As highlighted above, SIFamide-type neuropeptides have been identified as ligands for GnIH/NPFF-type receptors in protostomian invertebrates. However, SIFamides share very limited sequence similarity with chordate GnIH/NPFF-type peptides; in fact the only universally shared feature is a C-terminal Phe–NH2 motif (Figure 2A), although this does extend to Leu–x–Phe–NH2 in some cases. Thus, when comparing chordate GnIH/NPFF-type peptides and protostomian SIFamides, sequence divergence has rendered the orthologous relationship between these peptides almost completely unrecognizable. In this context, it would be interesting to identify putative ligands for GnIH/NPFF/SIFamide-type receptors in non-chordate deuterostomes.

Recently, it was proposed that SALMFamide-type neuropeptides may be echinoderm homologs of GnIH/NPFF/SIFamide-type neuropeptides (66). The rationale for this hypothesis was that L-type SALMFamides share sequence similarity with some SIFamides – in particular, the C-terminal SxLxFamide motif. However, we have not obtained support for this hypothesis from analysis of the occurrence of GnIH/NPFF/SIFamide-type receptors in echinoderms. Thus, orthologs of GnIH/NPFF/SIFamide-type receptors do not appear to be present in the sea urchin S. purpuratus (8). Therefore, the sequence similarity shared by SALMFamides and some SIFamides may reflect convergence and it appears, based on the data currently available, that GnIH/NPFF/SIFamide-type neuropeptide signaling may have been lost in the echinoderm lineage.

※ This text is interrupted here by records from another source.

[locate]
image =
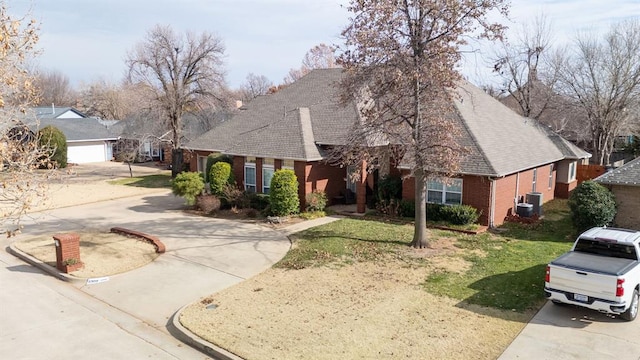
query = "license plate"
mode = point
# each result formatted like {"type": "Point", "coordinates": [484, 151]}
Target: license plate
{"type": "Point", "coordinates": [583, 298]}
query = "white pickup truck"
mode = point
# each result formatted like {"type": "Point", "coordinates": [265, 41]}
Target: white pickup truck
{"type": "Point", "coordinates": [601, 272]}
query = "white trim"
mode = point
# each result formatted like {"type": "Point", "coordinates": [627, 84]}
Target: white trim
{"type": "Point", "coordinates": [255, 174]}
{"type": "Point", "coordinates": [446, 190]}
{"type": "Point", "coordinates": [266, 167]}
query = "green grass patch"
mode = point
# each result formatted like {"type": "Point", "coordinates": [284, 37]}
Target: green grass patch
{"type": "Point", "coordinates": [149, 181]}
{"type": "Point", "coordinates": [507, 268]}
{"type": "Point", "coordinates": [346, 241]}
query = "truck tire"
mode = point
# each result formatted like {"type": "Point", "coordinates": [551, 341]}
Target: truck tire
{"type": "Point", "coordinates": [632, 311]}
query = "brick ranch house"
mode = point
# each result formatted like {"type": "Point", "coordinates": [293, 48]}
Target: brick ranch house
{"type": "Point", "coordinates": [624, 182]}
{"type": "Point", "coordinates": [294, 128]}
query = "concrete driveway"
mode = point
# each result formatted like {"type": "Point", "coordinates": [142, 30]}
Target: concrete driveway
{"type": "Point", "coordinates": [570, 332]}
{"type": "Point", "coordinates": [203, 256]}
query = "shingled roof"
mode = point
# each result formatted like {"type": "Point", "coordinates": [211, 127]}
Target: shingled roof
{"type": "Point", "coordinates": [290, 124]}
{"type": "Point", "coordinates": [82, 129]}
{"type": "Point", "coordinates": [628, 174]}
{"type": "Point", "coordinates": [294, 122]}
{"type": "Point", "coordinates": [500, 141]}
{"type": "Point", "coordinates": [52, 112]}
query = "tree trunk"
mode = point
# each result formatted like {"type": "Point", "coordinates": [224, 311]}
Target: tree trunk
{"type": "Point", "coordinates": [420, 229]}
{"type": "Point", "coordinates": [176, 162]}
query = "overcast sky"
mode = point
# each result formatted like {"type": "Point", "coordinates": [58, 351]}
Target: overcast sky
{"type": "Point", "coordinates": [88, 39]}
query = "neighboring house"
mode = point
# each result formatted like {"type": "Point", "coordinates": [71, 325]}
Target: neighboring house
{"type": "Point", "coordinates": [58, 113]}
{"type": "Point", "coordinates": [510, 156]}
{"type": "Point", "coordinates": [88, 140]}
{"type": "Point", "coordinates": [624, 182]}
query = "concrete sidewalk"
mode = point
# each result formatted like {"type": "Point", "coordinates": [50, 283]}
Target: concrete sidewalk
{"type": "Point", "coordinates": [570, 332]}
{"type": "Point", "coordinates": [204, 255]}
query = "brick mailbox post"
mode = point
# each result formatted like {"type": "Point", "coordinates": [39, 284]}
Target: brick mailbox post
{"type": "Point", "coordinates": [68, 252]}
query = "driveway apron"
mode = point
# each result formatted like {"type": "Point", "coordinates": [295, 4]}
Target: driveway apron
{"type": "Point", "coordinates": [203, 255]}
{"type": "Point", "coordinates": [570, 332]}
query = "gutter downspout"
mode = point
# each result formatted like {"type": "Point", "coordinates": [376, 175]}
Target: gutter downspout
{"type": "Point", "coordinates": [515, 198]}
{"type": "Point", "coordinates": [492, 207]}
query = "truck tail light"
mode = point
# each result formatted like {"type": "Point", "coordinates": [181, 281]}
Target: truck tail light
{"type": "Point", "coordinates": [620, 287]}
{"type": "Point", "coordinates": [547, 274]}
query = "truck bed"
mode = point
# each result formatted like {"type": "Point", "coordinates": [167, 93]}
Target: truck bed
{"type": "Point", "coordinates": [595, 263]}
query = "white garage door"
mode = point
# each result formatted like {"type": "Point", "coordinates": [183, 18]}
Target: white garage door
{"type": "Point", "coordinates": [79, 153]}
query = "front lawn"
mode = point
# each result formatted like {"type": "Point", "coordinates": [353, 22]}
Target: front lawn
{"type": "Point", "coordinates": [355, 289]}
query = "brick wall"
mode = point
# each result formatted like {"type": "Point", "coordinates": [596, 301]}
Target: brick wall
{"type": "Point", "coordinates": [476, 192]}
{"type": "Point", "coordinates": [67, 252]}
{"type": "Point", "coordinates": [628, 200]}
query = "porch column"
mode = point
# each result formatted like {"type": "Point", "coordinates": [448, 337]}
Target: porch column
{"type": "Point", "coordinates": [361, 189]}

The hemichordates are a sister phylum to the echinoderms and a GnIH/NPFF-type receptor has been identified in the acorn worm S. kowalevskii (8). Therefore, the presence of a gene encoding a GnIH/NPFF-type neuropeptide precursor is anticipated, but it remains to be discovered. If the endogenous ligand for the GnIH/NPFF/SIFamide-type receptor in S. kowalevskii is identified, it would be fascinating to investigate the physiological roles of this peptide. Does it, for example, act as an inhibitor of reproductive processes in S. kowalevskii? – a role that would be consistent with the physiological roles of GnIH and SIFamide in vertebrates and Drosophila, respectively.

QRFP-Type Neuropeptides in Deuterostomian Invertebrates

Orthologs of vertebrate QRFP-type receptors are present in the cephalochordate B. floridae, the hemichordate S. kowalevskii, the echinoderm S. purpuratus, and in lophotrochozoan protostomes but not in urochordates or ecdysozoan protostomes (8). Thus, the evolutionary origin of the QRFP-type peptide signaling system can be traced back to the common ancestor of the Bilateria but with subsequent loss in ecdysozoan protostomes and urochordates.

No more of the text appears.